В канун бабьего лета | страница 73



— А вот как свободу вашу понимать?

— Работать, где хочешь. И не на хозяина, а на себя, на свою семью. — Терентий голову запрокинул, за говорил громче: — Потому как земля, фабрики и заводы — твои. Железная дорога — твоя. Ты и есть хозяин.

— Чудно́. — Не представлял Назарьев всего того, что говорил собеседник. Какая-то новая свободная жизнь, о какой давно поговаривают, представлялась Игнату неразберихой и кутерьмой, где всяк себе голова, всяк пашет землю, где хочет, волокет в дом, что где раздобыл; кто-то у кого-то крадет, а пожаловаться некому — все свободны, и никто ни над кем не властен.

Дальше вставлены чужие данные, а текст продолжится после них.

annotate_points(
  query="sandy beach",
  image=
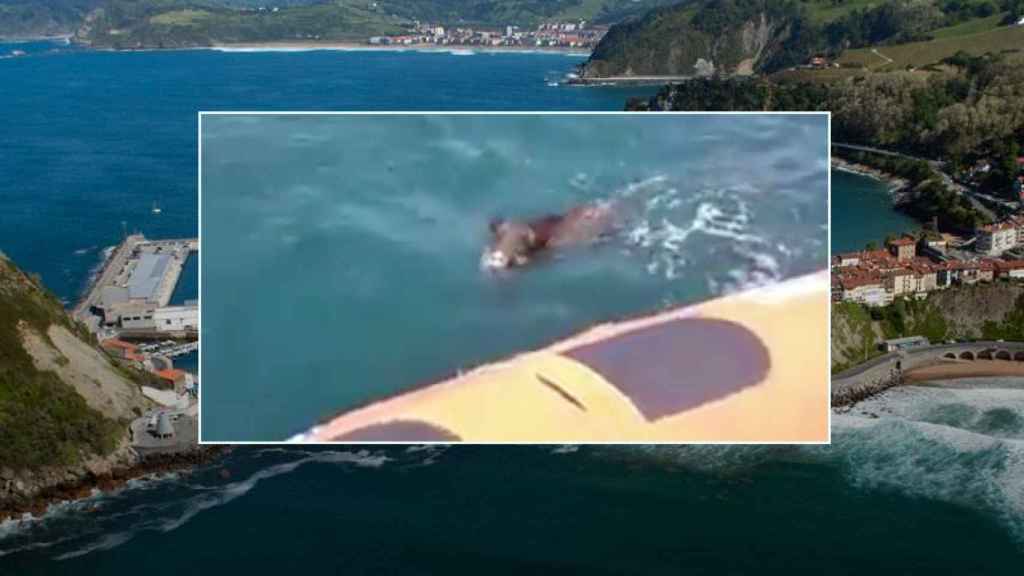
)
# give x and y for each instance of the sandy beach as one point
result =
(966, 369)
(895, 183)
(300, 46)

Пьют, дерутся — никто никому не указ. Прав тот, у кого кулак потяжельше, нахальства, дури побольше. Нет, не может такого быть. Сам народ не захочет. Запросит хозяина. Не может он без порядка, без строгости. Помордуются бунтари и утихнут.

— А вот, к примеру, такое… — Игнат уже предвидел, как растеряется Терентий. — Едет поезд. Люди в нем…

— Ну-ну…

— А машинисту захотелось… с девкою в лесок сходить. Побаловаться. Останавливает он этот поезд…

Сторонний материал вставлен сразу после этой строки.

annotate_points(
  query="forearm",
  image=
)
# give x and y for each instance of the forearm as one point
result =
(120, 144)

— Не остановит! — не давая договорить, вскрикнул Терентий. — Не пойдет в лесок.

— Свободный он, вольный, — напомнил Назарьев.

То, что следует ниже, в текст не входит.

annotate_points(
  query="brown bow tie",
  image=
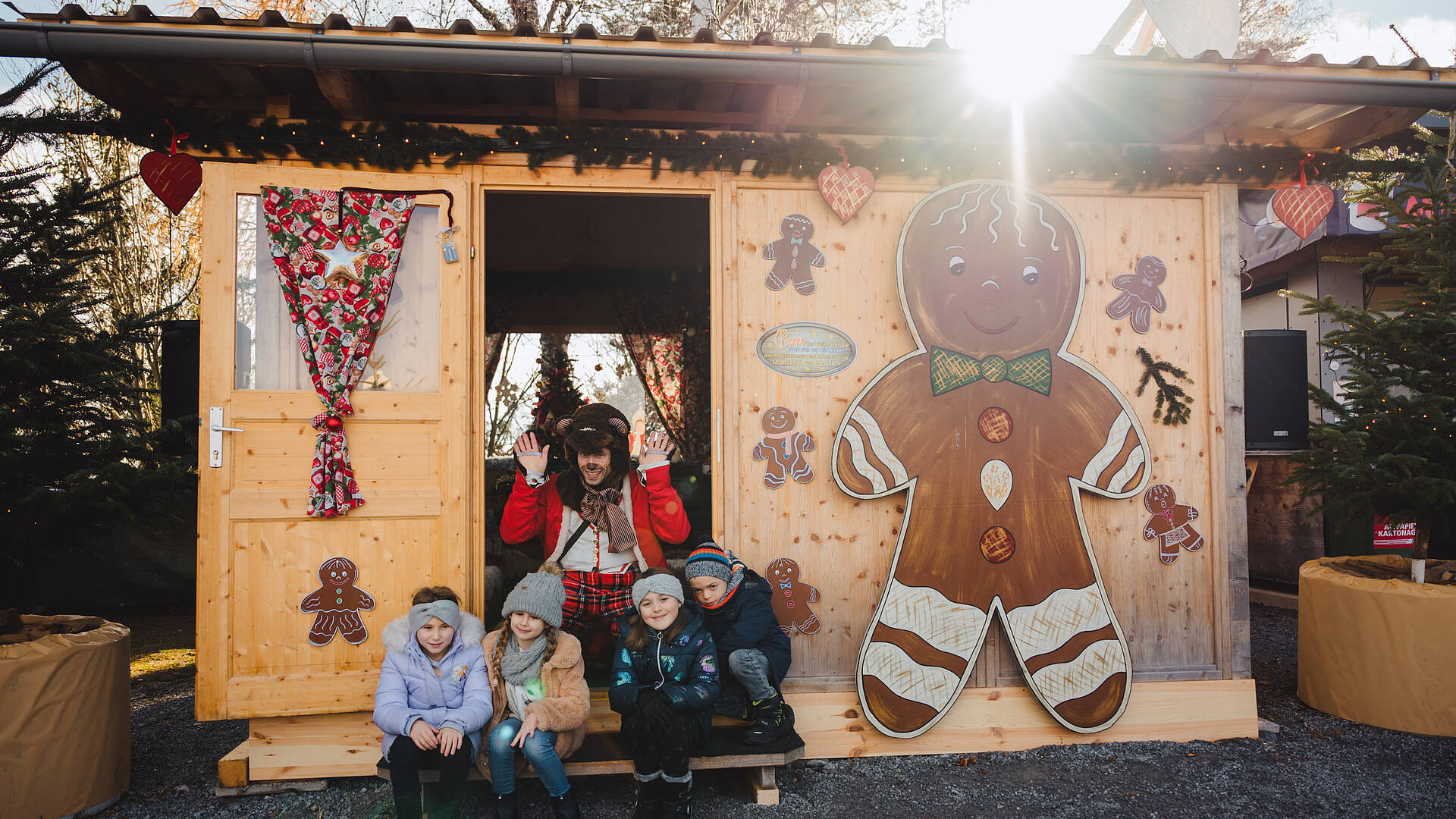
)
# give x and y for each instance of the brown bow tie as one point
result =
(603, 510)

— Не смогет. Совесть не укажет, потому как в вагонах будут сидеть трудящиеся люди, по делу поторапливаться, а не фабриканты и помещики.

— Как сказать…

— Скоро, скоро все обозначится, — уже мягче заговорил Терентий.

— Это что же, в одной стране думаете такое сделать? Ну, свободу и равенство?

— Да, во всей России.

Терентий то говорил тихо, охотно, разводя руками и глядя на Назарьева, как на неразумное дитя, а то вдруг, будто вспоминал что-то, глаза его суживались, над ними нависали желтые брови-колоски, голос становился жестким.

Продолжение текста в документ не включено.